La visite est cette fois-ci emmenée par Isabelle Gessen.

Des escaliers, des écoles, couvents reconvertis, des parcs, un parcours en Acro-branches, des points de vue panoramiques, un cimetière, hélas fermé à cette heure, et des points d’ouïe aussi, sur le parvis d’une basilique, à l’intérieur et dans la crypte de celle-ci, d’autres parcs, une fin dans les ruines gallo-romaines, pour finir une redescente hors-micros.
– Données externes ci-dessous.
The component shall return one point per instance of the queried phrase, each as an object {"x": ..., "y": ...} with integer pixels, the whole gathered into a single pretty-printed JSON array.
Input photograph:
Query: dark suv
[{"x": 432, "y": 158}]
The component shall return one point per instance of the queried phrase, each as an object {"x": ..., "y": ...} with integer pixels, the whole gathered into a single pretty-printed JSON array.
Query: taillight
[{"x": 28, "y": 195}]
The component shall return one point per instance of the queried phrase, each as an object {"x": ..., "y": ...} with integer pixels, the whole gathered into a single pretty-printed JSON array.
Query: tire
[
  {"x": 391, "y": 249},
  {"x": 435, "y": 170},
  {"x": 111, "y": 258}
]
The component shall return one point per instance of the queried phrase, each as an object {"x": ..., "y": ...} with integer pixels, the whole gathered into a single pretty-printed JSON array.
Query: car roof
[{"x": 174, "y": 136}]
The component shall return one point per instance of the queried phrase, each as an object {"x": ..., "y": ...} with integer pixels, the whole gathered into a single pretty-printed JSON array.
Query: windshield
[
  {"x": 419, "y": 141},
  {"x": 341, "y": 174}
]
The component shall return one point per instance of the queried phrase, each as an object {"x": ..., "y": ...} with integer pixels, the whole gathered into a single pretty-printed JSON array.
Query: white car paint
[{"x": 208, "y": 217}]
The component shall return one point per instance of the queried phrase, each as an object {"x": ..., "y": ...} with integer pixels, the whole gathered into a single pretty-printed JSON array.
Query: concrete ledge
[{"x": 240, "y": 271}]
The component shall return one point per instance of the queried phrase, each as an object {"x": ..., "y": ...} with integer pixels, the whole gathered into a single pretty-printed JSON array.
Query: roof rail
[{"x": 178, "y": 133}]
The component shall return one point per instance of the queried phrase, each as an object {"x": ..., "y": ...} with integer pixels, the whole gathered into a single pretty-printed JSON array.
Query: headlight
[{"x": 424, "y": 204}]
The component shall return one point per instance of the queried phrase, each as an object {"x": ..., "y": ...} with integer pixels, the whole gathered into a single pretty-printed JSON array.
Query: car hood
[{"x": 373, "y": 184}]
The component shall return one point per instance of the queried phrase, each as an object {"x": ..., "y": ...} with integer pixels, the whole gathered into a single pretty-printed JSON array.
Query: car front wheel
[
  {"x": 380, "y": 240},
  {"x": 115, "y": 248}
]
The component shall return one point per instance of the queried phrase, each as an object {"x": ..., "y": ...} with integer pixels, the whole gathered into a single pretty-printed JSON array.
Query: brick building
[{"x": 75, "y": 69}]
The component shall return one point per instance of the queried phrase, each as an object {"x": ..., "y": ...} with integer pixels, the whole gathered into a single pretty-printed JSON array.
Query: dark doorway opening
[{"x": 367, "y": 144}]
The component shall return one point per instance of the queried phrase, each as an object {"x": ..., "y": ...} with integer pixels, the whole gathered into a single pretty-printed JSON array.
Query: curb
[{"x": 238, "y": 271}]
Près de trois heures de marches, dont plus de deux enregistrées non-stop, sans retouches aucunes. Des dialogues, des lectures, certaines inédites, circonstanciées, beaucoup de dénivelés, et des espaces somme toute assez apaisés. Une nouvelle tranche de ville Lyonnaise à portée d’oreille s’offre à nous.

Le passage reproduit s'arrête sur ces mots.